2) In a large bowl, whisk together the flour, sugar, baking powder, and salt. Combine the dry ingredients together.
3) In a medium bowl, whisk together the creamer, agave, Energ-G “eggs,” or 'Just Egg' and oil.
4) Fold the wet ingredients into the dry ingredients.
5) Scrape the batter into a pastry bag. Pipe the batter into 3-inch long by 1-inch wide cookies, leaving about a 1 inch between each cookie.
6) Bake for 16-20 minutes.
7) Pour the chai tea into a shallow bowl.

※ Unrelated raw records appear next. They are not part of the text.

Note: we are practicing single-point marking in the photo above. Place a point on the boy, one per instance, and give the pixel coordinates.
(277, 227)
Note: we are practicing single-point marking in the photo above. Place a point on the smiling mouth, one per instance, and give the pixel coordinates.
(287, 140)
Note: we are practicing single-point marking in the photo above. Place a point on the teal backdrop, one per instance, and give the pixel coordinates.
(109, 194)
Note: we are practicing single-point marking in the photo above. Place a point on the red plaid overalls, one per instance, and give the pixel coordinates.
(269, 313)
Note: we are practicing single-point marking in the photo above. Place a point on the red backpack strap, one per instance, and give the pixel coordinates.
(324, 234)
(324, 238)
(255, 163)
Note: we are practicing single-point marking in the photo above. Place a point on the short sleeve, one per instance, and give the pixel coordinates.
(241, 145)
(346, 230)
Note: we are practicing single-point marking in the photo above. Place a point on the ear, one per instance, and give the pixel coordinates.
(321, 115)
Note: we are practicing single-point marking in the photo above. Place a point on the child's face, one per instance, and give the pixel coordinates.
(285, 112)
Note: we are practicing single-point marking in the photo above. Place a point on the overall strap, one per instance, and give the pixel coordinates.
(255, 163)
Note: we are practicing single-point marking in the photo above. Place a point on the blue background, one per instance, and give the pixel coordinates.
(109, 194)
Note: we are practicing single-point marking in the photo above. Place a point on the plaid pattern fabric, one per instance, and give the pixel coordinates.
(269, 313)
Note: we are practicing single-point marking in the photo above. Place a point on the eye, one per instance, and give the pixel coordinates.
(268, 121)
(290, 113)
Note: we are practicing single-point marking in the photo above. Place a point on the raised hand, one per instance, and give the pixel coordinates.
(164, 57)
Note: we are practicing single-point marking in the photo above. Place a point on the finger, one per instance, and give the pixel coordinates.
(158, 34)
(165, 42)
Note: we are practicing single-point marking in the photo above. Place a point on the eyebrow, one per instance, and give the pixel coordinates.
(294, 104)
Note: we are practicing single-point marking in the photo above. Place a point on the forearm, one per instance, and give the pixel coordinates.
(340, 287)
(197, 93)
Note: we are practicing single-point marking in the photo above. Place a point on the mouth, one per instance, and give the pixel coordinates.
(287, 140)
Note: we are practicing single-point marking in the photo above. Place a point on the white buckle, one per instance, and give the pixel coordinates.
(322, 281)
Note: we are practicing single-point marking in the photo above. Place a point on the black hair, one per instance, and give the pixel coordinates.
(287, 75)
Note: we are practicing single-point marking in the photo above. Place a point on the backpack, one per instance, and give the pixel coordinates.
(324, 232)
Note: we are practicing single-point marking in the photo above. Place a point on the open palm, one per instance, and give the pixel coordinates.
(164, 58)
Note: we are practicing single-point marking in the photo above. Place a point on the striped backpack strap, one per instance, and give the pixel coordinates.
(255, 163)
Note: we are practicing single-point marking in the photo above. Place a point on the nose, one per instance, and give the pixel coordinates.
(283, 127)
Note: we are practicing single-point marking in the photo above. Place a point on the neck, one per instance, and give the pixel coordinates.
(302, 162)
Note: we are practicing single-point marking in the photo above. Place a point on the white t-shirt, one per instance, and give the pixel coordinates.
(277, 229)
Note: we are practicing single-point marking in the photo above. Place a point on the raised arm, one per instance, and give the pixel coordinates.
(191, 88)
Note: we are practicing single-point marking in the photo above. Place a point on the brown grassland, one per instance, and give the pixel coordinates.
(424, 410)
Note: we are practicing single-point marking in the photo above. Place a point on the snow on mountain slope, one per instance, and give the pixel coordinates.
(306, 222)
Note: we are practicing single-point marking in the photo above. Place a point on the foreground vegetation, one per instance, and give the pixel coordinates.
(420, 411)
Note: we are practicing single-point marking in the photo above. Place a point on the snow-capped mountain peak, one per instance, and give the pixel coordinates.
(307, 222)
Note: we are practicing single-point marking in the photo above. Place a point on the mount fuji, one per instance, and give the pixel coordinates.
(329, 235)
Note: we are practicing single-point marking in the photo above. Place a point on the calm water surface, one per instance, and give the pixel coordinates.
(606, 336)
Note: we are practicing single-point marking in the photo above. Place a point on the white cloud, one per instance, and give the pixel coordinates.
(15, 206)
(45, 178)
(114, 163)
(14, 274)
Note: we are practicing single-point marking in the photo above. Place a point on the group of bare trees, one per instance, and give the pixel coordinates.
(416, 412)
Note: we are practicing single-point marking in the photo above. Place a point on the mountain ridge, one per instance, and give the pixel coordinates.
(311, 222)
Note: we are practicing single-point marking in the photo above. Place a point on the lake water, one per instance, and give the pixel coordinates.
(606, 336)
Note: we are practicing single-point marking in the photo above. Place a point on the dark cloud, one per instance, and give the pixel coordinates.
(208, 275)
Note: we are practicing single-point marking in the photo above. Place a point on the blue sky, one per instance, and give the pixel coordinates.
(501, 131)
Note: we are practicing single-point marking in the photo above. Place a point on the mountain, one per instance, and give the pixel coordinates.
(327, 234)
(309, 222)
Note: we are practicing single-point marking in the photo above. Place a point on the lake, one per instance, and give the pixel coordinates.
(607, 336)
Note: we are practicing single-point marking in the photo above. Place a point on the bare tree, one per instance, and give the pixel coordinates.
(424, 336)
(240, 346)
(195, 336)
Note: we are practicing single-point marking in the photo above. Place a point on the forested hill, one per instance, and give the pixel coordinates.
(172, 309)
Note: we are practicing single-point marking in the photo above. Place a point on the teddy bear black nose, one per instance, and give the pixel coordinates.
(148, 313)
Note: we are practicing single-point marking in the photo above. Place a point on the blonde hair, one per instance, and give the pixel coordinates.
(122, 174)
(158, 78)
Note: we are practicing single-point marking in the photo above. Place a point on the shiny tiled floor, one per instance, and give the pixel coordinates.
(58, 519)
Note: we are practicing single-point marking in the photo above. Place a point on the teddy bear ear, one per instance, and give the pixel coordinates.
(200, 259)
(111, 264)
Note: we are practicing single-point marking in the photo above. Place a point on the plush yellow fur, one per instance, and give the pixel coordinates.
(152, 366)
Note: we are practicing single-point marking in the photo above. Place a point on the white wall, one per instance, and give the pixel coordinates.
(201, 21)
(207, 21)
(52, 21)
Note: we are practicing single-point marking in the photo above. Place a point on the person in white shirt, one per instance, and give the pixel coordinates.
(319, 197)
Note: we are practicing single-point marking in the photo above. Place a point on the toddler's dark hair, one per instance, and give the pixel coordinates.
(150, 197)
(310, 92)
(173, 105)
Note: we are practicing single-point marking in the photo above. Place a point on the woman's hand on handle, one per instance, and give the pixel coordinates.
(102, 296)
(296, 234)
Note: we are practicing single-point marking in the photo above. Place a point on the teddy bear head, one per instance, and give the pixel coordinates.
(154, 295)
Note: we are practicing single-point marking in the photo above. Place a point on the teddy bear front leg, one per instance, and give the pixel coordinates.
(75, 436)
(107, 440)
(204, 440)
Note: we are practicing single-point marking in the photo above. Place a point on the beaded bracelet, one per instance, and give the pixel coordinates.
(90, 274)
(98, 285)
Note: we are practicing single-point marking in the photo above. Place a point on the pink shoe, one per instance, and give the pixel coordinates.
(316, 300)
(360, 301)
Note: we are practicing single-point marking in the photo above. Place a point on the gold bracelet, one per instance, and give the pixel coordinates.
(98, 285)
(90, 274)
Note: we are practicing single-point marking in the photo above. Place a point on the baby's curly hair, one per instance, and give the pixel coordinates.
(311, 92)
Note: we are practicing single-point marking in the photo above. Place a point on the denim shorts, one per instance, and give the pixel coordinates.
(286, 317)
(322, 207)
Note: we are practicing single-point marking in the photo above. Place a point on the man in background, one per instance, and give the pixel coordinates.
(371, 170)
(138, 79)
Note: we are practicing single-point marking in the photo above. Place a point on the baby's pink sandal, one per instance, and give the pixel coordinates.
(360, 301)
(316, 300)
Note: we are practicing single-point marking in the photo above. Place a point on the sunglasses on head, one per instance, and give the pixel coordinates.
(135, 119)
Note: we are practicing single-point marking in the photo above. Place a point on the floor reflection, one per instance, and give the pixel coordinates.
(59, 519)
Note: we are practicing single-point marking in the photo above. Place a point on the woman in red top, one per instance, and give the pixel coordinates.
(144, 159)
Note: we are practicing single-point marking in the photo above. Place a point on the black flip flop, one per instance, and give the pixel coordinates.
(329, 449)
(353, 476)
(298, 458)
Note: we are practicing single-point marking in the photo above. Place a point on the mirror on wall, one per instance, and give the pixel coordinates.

8) Pour chai concentrate onto a small plate with a lip and set aside. Roll each ladyfinger slowly in chai concentrate, bounce each end in the concentrate, and then lay into the baking dish with rounded side up. Repeat with enough ladyfingers to line the bottom of the baking dish. Top the ladyfingers with roughly half of the cream mixture
9) Repeat with a second layer of ladyfingers and cream mixture
10) Chill the tiramisu for at least 30 minutes.